Reproducible learning scenarios are implemented. Everyone can find the most appropriate scenario for their task and quickly implement the first thematic model
The problem of constructing thematic models on unbalanced samples is solved. A regularizer is presented that allows you to improve thematic models when working on such collections
Convenient tool for logging and reproducing experiments allows you to save the most valuable information and use it to select the best models
Prototype " out of the box"
In a few lines of code, you can implement the first model on your own data. We have lowered the threshold for entering the field of thematic modeling and simplified the use of the library
Support for custom metrics
Users can create metrics for their own tasks. Logging of training metrics during model training is supported
We have added a new functionality for viewing information about the built model. Now you can interpret the result in a few steps and analyze the errors that occurred
Suitable for both developers and professional researchers
Our solution is a library of automated thematic modeling.

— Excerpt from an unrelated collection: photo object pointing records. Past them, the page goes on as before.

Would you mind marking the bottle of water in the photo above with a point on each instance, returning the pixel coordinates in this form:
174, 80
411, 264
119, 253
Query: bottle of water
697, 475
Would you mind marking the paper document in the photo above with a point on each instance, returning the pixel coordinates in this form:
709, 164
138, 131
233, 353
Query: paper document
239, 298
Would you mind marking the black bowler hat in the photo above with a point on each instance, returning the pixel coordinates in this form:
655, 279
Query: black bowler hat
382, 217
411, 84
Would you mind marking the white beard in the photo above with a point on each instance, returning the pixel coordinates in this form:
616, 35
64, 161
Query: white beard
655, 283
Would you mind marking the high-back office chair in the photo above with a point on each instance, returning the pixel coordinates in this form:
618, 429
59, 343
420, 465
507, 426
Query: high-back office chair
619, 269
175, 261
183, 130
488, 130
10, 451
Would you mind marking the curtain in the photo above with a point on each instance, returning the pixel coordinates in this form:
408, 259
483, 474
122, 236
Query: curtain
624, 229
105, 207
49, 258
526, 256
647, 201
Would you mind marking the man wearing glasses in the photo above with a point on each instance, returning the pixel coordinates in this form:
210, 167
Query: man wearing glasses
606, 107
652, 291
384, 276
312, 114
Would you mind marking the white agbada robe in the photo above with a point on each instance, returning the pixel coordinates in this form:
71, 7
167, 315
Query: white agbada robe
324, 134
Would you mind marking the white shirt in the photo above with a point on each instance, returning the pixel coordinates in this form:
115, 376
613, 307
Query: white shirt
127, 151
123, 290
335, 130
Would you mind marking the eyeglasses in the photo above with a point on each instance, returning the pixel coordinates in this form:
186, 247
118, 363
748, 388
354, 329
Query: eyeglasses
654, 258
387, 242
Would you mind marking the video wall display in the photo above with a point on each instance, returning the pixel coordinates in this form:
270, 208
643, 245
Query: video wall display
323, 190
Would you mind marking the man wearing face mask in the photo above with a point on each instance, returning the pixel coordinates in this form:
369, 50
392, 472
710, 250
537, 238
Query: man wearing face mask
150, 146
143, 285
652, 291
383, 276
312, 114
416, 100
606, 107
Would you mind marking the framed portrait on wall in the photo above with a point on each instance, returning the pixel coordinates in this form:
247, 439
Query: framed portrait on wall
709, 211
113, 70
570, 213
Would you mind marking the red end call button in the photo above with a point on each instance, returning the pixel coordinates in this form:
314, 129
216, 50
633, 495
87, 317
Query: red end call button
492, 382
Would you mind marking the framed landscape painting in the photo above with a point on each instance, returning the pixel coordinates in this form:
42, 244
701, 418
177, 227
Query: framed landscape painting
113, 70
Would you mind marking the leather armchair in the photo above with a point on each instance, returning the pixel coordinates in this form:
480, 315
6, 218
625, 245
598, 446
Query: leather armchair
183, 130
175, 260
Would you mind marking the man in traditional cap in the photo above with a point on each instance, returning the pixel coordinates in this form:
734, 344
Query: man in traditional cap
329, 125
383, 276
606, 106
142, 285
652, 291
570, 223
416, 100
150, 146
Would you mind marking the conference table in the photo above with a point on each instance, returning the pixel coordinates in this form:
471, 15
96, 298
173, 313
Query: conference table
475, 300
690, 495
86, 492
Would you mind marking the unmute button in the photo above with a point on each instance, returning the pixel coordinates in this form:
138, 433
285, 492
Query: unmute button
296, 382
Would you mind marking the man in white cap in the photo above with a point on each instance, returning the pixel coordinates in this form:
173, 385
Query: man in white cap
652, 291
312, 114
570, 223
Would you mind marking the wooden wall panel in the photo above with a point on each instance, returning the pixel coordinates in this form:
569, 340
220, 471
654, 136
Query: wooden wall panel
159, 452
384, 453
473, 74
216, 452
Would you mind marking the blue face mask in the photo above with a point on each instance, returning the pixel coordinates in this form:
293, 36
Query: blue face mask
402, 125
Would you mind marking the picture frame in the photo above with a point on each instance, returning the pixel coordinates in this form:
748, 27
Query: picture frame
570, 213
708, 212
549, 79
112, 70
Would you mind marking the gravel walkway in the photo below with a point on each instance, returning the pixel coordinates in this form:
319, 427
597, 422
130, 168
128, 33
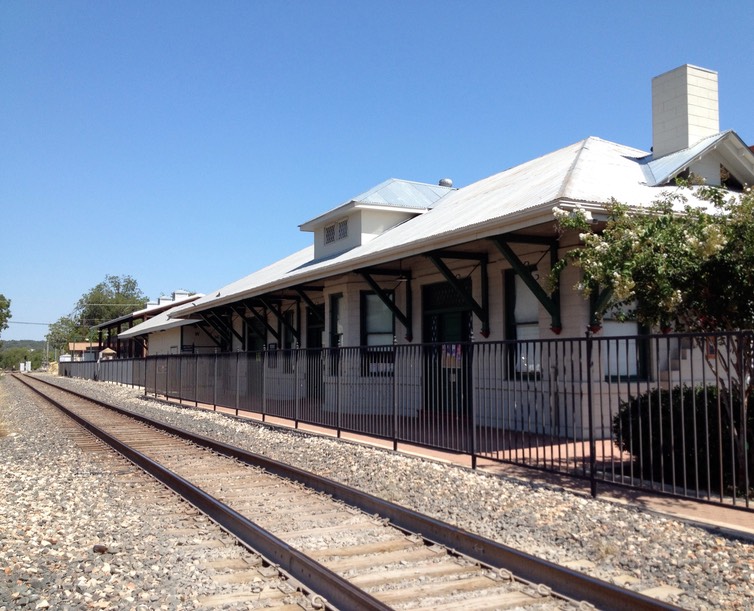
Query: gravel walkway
689, 566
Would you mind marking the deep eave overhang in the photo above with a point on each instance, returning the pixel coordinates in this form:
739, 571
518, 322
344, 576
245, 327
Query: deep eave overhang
513, 222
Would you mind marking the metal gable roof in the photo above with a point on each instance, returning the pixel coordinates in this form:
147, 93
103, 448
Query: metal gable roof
727, 144
592, 171
392, 193
160, 322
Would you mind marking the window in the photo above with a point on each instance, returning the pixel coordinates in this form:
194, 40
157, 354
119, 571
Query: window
343, 229
523, 326
377, 334
336, 231
624, 352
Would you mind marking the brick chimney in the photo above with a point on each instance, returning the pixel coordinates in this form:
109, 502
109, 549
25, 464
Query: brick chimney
684, 108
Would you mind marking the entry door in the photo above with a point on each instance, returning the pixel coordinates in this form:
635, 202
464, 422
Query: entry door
447, 327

On the one hand, the library contains the functionality that the developer needs: an automated pipeline for building a model, the ability to work with unbalanced data, and selecting the optimal number of topics - all this will allow you to use the functionality of the library "out of the box".
On the other hand, the library contains functionality for the researcher: you can use complex scenarios for training and preparing models, embed your own quality criteria for training models, and your own regularizers as stages of model training. Logging of experiments and convenient viewing of simulation results make the library the most convenient tool for building thematic models.

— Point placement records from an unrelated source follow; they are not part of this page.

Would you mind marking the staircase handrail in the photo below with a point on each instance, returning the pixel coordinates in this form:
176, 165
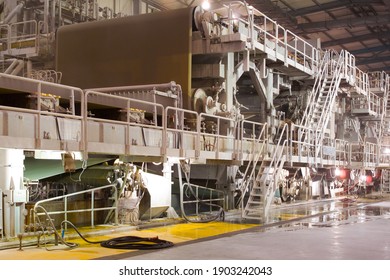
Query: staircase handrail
316, 90
253, 162
276, 164
336, 69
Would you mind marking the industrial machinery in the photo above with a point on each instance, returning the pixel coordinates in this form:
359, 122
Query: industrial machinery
256, 116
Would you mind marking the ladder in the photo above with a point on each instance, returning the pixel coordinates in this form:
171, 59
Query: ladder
385, 181
384, 124
320, 105
249, 174
264, 185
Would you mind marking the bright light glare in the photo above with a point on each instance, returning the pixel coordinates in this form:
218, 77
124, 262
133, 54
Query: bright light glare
206, 5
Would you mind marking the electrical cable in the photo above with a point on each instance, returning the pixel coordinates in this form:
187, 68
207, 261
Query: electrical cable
126, 242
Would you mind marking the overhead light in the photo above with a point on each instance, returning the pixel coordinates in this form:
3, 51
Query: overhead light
206, 5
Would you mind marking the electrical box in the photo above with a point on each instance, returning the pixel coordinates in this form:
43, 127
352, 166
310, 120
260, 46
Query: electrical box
16, 196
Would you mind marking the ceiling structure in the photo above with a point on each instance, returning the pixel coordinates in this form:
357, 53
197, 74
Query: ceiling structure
360, 26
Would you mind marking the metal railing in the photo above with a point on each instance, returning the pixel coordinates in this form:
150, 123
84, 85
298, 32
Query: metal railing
16, 42
199, 196
267, 35
92, 209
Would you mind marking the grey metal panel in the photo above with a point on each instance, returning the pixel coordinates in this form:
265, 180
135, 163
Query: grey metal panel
135, 50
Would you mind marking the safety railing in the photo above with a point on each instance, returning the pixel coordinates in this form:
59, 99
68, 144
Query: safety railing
117, 131
67, 199
371, 153
253, 135
384, 155
315, 93
5, 43
302, 142
350, 68
371, 103
16, 41
267, 35
216, 133
377, 80
179, 135
362, 82
42, 128
201, 200
276, 165
257, 140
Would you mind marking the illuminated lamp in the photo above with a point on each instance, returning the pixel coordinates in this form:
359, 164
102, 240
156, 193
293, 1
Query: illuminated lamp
343, 174
206, 5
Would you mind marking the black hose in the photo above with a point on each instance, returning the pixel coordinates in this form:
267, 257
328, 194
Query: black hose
127, 242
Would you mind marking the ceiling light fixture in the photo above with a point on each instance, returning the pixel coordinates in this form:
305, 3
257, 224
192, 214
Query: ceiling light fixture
206, 5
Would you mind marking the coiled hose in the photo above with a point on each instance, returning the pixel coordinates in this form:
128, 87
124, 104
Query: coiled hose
125, 242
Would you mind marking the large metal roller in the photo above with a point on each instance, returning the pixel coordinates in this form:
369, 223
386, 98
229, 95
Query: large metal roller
135, 50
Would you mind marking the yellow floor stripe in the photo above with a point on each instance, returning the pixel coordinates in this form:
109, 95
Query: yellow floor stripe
175, 233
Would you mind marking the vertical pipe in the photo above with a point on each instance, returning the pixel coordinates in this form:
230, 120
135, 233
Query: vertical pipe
11, 178
46, 16
92, 209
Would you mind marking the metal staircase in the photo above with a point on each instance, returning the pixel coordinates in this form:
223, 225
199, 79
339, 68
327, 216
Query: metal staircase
384, 123
385, 180
265, 182
321, 101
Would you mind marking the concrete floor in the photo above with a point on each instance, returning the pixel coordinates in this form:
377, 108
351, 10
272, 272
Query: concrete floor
327, 230
346, 232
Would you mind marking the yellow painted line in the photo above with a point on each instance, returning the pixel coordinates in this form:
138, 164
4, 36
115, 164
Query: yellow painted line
177, 233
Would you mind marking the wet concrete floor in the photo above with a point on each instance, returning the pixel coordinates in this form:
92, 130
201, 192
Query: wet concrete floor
343, 229
331, 230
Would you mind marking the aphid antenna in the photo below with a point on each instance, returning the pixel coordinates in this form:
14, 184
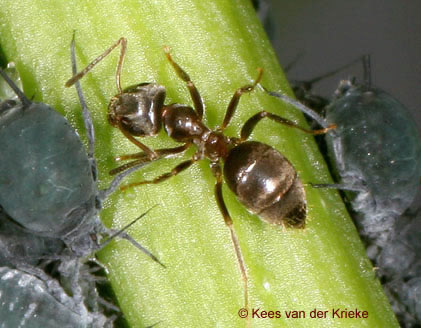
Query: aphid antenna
25, 101
309, 83
109, 306
309, 112
338, 186
87, 120
103, 194
122, 234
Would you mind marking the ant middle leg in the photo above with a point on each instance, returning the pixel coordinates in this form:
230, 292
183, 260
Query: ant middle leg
176, 170
250, 124
194, 93
143, 157
232, 106
217, 172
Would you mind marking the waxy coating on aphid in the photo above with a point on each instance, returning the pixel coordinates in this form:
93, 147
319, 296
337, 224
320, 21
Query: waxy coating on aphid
49, 212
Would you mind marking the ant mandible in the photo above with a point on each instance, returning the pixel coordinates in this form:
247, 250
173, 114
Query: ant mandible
261, 177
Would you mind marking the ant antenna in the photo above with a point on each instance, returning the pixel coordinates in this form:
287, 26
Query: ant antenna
25, 101
122, 234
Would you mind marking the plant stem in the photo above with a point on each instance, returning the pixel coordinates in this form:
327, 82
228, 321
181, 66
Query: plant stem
220, 44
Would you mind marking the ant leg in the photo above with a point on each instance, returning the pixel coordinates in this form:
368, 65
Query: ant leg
78, 76
140, 158
236, 98
252, 121
176, 170
151, 154
194, 93
216, 170
163, 152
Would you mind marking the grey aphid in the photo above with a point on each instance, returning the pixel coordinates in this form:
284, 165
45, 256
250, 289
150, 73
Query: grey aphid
47, 179
375, 149
29, 302
49, 206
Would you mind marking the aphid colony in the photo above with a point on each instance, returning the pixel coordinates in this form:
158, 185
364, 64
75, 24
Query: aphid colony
376, 152
49, 216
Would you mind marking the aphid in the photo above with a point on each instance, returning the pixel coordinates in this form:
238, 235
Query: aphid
261, 177
28, 301
49, 203
375, 149
47, 180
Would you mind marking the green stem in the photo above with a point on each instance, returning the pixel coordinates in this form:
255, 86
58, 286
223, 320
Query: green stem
220, 44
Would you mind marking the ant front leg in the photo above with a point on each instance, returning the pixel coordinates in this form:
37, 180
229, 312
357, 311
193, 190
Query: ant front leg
194, 93
232, 106
217, 172
250, 124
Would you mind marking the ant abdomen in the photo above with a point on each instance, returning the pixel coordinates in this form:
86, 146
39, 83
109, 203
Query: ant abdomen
138, 109
266, 183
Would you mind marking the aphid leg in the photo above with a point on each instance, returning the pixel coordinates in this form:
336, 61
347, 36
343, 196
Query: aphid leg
123, 42
87, 119
140, 158
252, 121
367, 70
194, 93
176, 170
25, 101
232, 106
123, 234
216, 170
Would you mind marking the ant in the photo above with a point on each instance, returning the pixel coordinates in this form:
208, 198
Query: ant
263, 180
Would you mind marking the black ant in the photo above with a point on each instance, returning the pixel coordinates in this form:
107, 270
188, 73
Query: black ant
260, 176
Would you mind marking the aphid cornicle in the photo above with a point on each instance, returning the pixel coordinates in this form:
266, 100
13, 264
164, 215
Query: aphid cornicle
262, 179
50, 204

Percentage of interpreted topics
With the help of optimal and prepared training scenarios, you can get an increase in the share of interpreted topics "out of the box".
Reduce development time
A large set of optimization tools allows you to focus on selecting the optimal model and reduce development time.
Which are solved by thematic modeling
Exploratory search for a closed collection
Theme models allow you to quickly restore the structure of the collection and build an interpreted vector representation of each document, narrowing the search area for the query.

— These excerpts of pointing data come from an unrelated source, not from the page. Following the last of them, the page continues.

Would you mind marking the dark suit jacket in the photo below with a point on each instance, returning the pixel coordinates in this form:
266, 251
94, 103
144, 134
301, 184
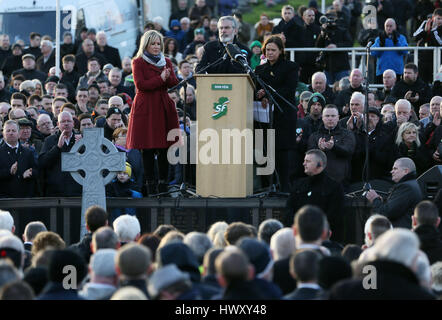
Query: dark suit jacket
15, 186
214, 50
57, 183
44, 67
111, 54
402, 199
303, 294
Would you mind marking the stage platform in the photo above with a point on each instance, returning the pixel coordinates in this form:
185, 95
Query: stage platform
187, 214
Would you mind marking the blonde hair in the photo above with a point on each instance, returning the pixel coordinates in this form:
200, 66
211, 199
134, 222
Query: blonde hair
404, 127
147, 38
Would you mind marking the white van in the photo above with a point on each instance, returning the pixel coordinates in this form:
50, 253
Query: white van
118, 18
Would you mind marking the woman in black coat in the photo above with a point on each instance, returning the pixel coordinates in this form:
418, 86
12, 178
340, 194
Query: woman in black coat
282, 75
409, 145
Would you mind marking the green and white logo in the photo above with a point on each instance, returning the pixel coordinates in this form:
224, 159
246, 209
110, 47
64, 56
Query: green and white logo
220, 108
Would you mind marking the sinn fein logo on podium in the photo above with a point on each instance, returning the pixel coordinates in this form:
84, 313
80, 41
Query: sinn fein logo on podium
220, 108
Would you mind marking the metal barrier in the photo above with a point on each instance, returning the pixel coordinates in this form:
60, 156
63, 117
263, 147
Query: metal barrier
155, 211
361, 51
150, 209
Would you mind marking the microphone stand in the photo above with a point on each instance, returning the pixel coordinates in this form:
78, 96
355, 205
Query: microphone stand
272, 189
366, 170
185, 188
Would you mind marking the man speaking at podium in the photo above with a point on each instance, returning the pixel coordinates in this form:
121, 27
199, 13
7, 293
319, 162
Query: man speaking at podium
216, 49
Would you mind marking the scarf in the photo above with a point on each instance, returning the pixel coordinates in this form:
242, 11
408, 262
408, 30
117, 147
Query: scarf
158, 61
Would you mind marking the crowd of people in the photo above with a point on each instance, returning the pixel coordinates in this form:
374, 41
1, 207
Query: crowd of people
321, 140
233, 261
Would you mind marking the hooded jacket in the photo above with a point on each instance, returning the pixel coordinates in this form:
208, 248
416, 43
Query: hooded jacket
339, 157
400, 203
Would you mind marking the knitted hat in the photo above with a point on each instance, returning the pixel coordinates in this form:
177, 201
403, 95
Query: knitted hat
165, 277
305, 95
316, 97
255, 43
103, 262
258, 253
198, 31
174, 23
375, 111
28, 55
128, 169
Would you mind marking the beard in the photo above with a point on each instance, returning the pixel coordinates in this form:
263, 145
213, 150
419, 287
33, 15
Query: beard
225, 39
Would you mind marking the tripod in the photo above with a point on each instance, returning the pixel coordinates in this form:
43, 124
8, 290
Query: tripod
185, 188
272, 190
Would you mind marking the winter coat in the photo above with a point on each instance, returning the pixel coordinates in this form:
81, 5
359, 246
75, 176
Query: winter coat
339, 157
394, 282
153, 113
400, 203
390, 59
283, 77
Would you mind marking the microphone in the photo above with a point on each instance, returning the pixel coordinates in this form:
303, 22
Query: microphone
236, 55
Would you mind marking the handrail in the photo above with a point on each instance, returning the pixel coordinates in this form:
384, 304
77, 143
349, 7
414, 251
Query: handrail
361, 51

Taxonomy of a text collection
Understanding the structure of the collection is necessary for further automation of processing requests. Collection information models allow you to quickly understand the contents of a collection of dialogs.
Customer segmentation and profiling
Analysis of data about user actions to highlight their interpreted behavior profiles can be implemented using the matrix decomposition mechanism.
Analysis of news flow dynamics
Temporal theme models allow you to monitor the dynamics of the theme development in the collection. And automated selection of hierarchically related topics allows you to understand the structure of the news collection.